Anastasiia Leskiv

# Business Understanding

COVID-19 also known as SARS-CoV-2, caused by a newly identified coronavirus, typically results in mild to moderate respiratory illness for most infected individuals, often resolving without specific medical intervention. However, older individuals and those with pre-existing health issues such as cardiovascular disease, diabetes, chronic respiratory conditions, or cancer, are at a higher risk of developing severe illness.

Throughout the pandemic, healthcare providers have grappled with a critical challenge: a scarcity of medical resources and an effective distribution strategy. Anticipating the specific medical needs of individuals upon testing positive or even beforehand is paramount. This predictive ability could significantly assist authorities in proactively sourcing and organizing the requisite resources, potentially saving lives in critical situations during these challenging times.

The goal of this project is to build a machine learning model that, shows patient's current symptom, status, and medical history, predict patients who are at high risk of death from covid.

# Data Understanding

This data set contains 21 unique features and 1,048,576 unique patients
sex: 1 for female and 2 for male.In the Boolean features, 1 means "yes" and 2 means "no". values as 97 and 99 are missing data.

sex: 1 for female and 2 for male.

age: of the patient.

classification: covid test findings.
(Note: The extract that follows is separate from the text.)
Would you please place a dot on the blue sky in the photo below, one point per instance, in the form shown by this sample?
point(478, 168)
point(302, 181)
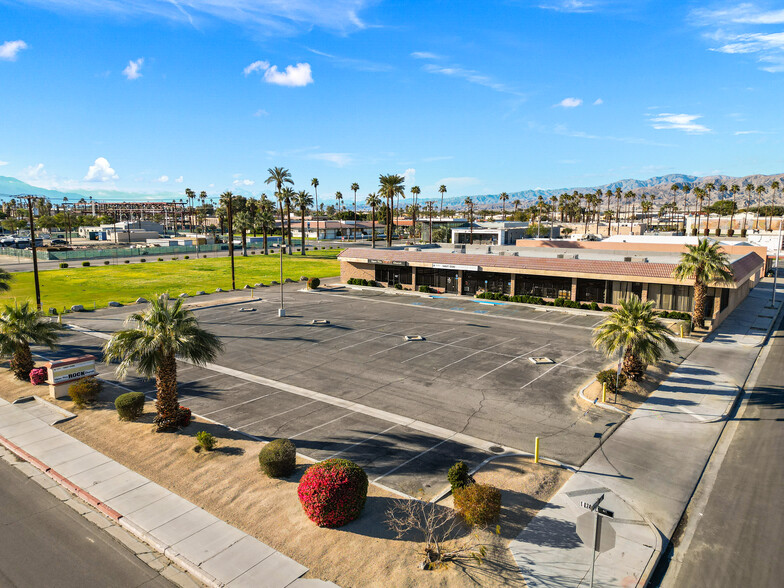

Values 1-3 mean that the patient was diagnosed with covid in different
degrees. 4 or higher means that the patient is not a carrier of covid or that the test is inconclusive.

patient type: type of care the patient received in the unit. 1 for returned home and 2 for hospitalization.

pneumonia: whether the patient already have air sacs inflammation or not.
pregnancy: whether the patient is pregnant or not.

diabetes: whether the patient has diabetes or not.

copd: Indicates whether the patient has Chronic obstructive pulmonary disease or not.

asthma: whether the patient has asthma or not.

inmsupr: whether the patient is immunosuppressed or not.

hypertension: whether the patient has hypertension or not.

cardiovascular: whether the patient has heart or blood vessels related disease.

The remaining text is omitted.